Background: Human malignant melanoma is notoriously resistant to chemotherapeutic agents. Melanoma-derived cell lines are often markedly chemoresistant, suggesting that cellular mechanisms mediate generation of the multidrug resistance (MDR) phenotype. This phenotype is often due to P-glycoprotein (Pgp) and the MDR-associated protein (MRP), which are drug transporter proteins associated with resistance to a broad spectrum of lipophilic drugs.
Objectives: To determine the relationships between the expression of the MDR gene MDR-1 (the product of which is Pgp) or the MRP gene, and clinical chemoresistance of malignant melanoma.

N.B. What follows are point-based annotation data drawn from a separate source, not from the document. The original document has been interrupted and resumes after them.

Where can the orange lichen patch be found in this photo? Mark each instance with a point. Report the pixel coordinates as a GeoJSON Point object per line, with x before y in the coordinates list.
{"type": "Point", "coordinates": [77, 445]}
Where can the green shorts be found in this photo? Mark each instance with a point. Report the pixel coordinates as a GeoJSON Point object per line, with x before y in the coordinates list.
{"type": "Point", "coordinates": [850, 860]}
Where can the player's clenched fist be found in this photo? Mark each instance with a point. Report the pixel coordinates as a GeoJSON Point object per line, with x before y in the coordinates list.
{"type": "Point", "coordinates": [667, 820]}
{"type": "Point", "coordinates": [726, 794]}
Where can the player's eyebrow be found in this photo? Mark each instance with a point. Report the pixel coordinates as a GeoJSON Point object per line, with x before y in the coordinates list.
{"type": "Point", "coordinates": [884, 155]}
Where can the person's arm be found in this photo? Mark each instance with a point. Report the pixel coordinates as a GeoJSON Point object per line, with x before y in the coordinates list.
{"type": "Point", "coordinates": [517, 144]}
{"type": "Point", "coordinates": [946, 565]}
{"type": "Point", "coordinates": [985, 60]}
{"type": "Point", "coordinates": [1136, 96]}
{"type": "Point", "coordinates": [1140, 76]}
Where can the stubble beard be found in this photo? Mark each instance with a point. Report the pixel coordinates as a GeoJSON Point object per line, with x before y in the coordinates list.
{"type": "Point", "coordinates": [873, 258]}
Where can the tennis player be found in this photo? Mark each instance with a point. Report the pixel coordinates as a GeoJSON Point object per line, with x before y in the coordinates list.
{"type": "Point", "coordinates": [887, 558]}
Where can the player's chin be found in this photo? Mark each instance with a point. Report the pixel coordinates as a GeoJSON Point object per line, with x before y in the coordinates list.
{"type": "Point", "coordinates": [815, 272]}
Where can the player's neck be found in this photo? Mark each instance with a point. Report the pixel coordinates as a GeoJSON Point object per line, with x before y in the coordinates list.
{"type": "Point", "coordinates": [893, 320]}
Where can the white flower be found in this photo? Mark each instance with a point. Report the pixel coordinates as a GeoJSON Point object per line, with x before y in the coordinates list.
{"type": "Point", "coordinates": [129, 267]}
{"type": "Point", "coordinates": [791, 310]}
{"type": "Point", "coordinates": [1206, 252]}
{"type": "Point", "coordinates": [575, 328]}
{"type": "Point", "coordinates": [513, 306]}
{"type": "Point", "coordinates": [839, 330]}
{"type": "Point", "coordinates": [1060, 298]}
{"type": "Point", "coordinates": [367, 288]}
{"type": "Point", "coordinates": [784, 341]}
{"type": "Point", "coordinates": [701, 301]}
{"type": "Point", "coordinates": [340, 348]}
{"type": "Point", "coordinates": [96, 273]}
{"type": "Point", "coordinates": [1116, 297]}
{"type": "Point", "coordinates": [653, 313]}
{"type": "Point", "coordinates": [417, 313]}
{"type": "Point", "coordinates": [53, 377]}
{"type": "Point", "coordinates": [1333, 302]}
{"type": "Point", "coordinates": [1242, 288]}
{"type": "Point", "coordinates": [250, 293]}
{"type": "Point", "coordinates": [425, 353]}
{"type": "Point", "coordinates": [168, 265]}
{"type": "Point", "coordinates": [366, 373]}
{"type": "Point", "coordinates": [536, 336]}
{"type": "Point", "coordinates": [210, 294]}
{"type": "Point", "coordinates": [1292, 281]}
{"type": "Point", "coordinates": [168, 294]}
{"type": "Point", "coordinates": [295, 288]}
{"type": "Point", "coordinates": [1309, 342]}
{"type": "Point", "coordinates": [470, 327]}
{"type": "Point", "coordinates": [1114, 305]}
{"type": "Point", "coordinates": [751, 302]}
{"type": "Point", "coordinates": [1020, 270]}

Methods: We examined changes in the expression of MDR-1 and MRP genes at the mRNA level before and after chemotherapy by reverse transcription-polymerase chain reaction (RT-PCR) analysis using formalin-fixed, paraffin-embedded sections of 18 specimens taken from eight melanoma patients. mRNA expression of the MDR-1 and MRP gene-specific PCR products was quantitatively determined by densitometry and compared with that of an internal standard (beta-actin).
Results: Five of seven primary melanomas were found to express the MRP gene to a certain extent even before chemotherapy. After first and second courses of chemotherapy, six patients had an increased ratio of MRP mRNA to beta-actin mRNA compared with the prechemotherapy levels in the same patients. None of the cases of melanoma expressed MDR-1.
Conclusions: These results suggest that a significant mRNA level of MRP gene was intrinsically present in malignant melanoma even before exposure to chemotherapeutic drugs and increased in its expression after chemotherapy, suggesting that MRP plays a part in increasing the chemoresistance of malignant melanoma during chemotherapy.